Here is where regular journal-keeping comes in. When I re-read my journal, the Holy Spirit prompts me to address certain areas of my life. He knows the times that I need to focus on certain things. Like a good teacher, He will not spread before me all my shortcomings and failings, and lead me to conclude: There is no hope. Instead, He will say to me: Now is the time to work on your thought-life. You need to stop judging others. Remember that the measure you use will be measured out to you. Or, he might be saying to you as you are reading this post: Now is the time to stop blaming your leaders and start praying for them. Start following them. Start bearing with all their faults, believing God has appointed them, and hoping that He is going to move.
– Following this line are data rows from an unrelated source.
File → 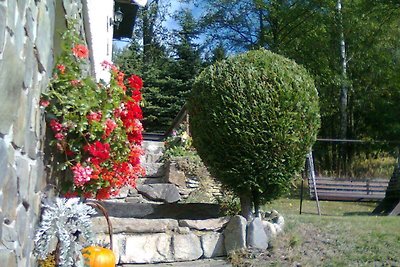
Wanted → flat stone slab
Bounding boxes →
[91,217,179,233]
[97,202,222,219]
[179,217,230,231]
[137,183,181,203]
[118,258,232,267]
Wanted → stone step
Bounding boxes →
[142,140,165,154]
[118,258,232,267]
[140,153,164,164]
[96,202,222,219]
[137,177,164,185]
[142,162,165,178]
[137,183,181,203]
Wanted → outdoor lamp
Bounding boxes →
[113,7,124,29]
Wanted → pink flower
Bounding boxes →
[71,80,81,87]
[104,118,117,138]
[71,163,93,187]
[49,119,62,132]
[87,111,102,123]
[40,99,50,107]
[72,44,89,59]
[54,132,65,140]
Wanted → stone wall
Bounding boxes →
[0,0,87,266]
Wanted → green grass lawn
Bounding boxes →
[236,198,400,266]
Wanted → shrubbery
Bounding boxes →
[188,49,320,217]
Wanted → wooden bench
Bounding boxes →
[309,177,389,201]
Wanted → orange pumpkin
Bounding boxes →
[82,246,116,267]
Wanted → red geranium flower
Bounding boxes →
[127,75,143,90]
[72,44,89,59]
[57,64,66,74]
[84,141,111,165]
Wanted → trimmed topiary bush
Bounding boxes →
[188,49,320,218]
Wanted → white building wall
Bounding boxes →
[82,0,114,82]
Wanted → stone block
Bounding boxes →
[172,233,203,262]
[201,232,226,258]
[179,217,230,231]
[0,35,25,134]
[15,154,30,198]
[262,221,277,241]
[121,233,173,264]
[12,91,28,149]
[0,139,8,188]
[23,39,35,89]
[91,217,179,234]
[246,217,268,249]
[24,6,36,42]
[35,0,54,73]
[2,167,18,220]
[15,204,28,245]
[0,247,17,267]
[223,215,247,253]
[137,184,181,203]
[142,163,165,178]
[165,161,187,188]
[0,2,5,58]
[1,221,17,250]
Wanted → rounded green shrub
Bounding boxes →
[188,49,320,209]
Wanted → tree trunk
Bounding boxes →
[239,193,253,221]
[252,187,261,217]
[337,0,349,175]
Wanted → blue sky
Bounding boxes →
[114,1,202,50]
I read a good comment the other day: the one question that kills discipleship. What about me? It throws the spotlight off Jesus and onto ourselves. I hope that I haven’t done that in this post. The danger of reflecting on where you are is that you start to get introspective.
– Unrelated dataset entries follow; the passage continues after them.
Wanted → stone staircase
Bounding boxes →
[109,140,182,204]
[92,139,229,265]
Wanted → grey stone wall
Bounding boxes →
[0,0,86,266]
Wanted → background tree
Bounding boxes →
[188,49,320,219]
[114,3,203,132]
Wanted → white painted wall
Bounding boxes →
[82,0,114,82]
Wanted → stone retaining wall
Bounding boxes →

Read a great book on holiday – Victorious Christian Living: studies in the book of Joshua. It made me reflect that you are only so close to God as your last prayer time. You are only so effective as the last time you led someone to the Lord. It is vital to realise, just as Israel realised after their Jericho victory, that you do not suddenly attain some kind of supernatural power that you then have command over. One victory most likely will be followed by a bigger defeat. Read about it in Joshua 7 as the Israelites fled from Ai. This is how the Christian life works: pray, seek His face, get His help for the day. Live the day, seeking His help and strength as often as you dare. Reflect on the day in the evening; and call on the Father to forgive whenever you displeased him. Tomorrow, start off the same. Never get up and think that you can live in the strength of the previous day’s prayer life. Yesterday’s manna. It stinks. This is the way to walk into an ambush.
So our accountability is to the Holy Spirit. There is nothing hidden before Him. It is all wide open. Keeping accountable is painful, and yet it is a joyful business. It is also a good thing to keep accountable one to another. You cannot do that on your own. We need to hold each other up, whether in a small group, in a brief chat after a meeting, on the phone, through IM, through your local Christian bookshop – because when one falls, they drag the rest down with them. A sin in your church will affect you. It will weaken your prayer life and dull the possibility of victory . And when that victory was always there for you, was always yours, in Jesus – don’t you get angry that it is being stolen from you? Keeping accountable means keeping short accounts. Means sleep at night. Means being teachable and broken, being a listener and hearing the still small voice through the thunder and storm of our preposterous old sin nature. We’re not to lean on ourselves (leaning on others is okay), but we can using writing and private prayer to keep in the victory.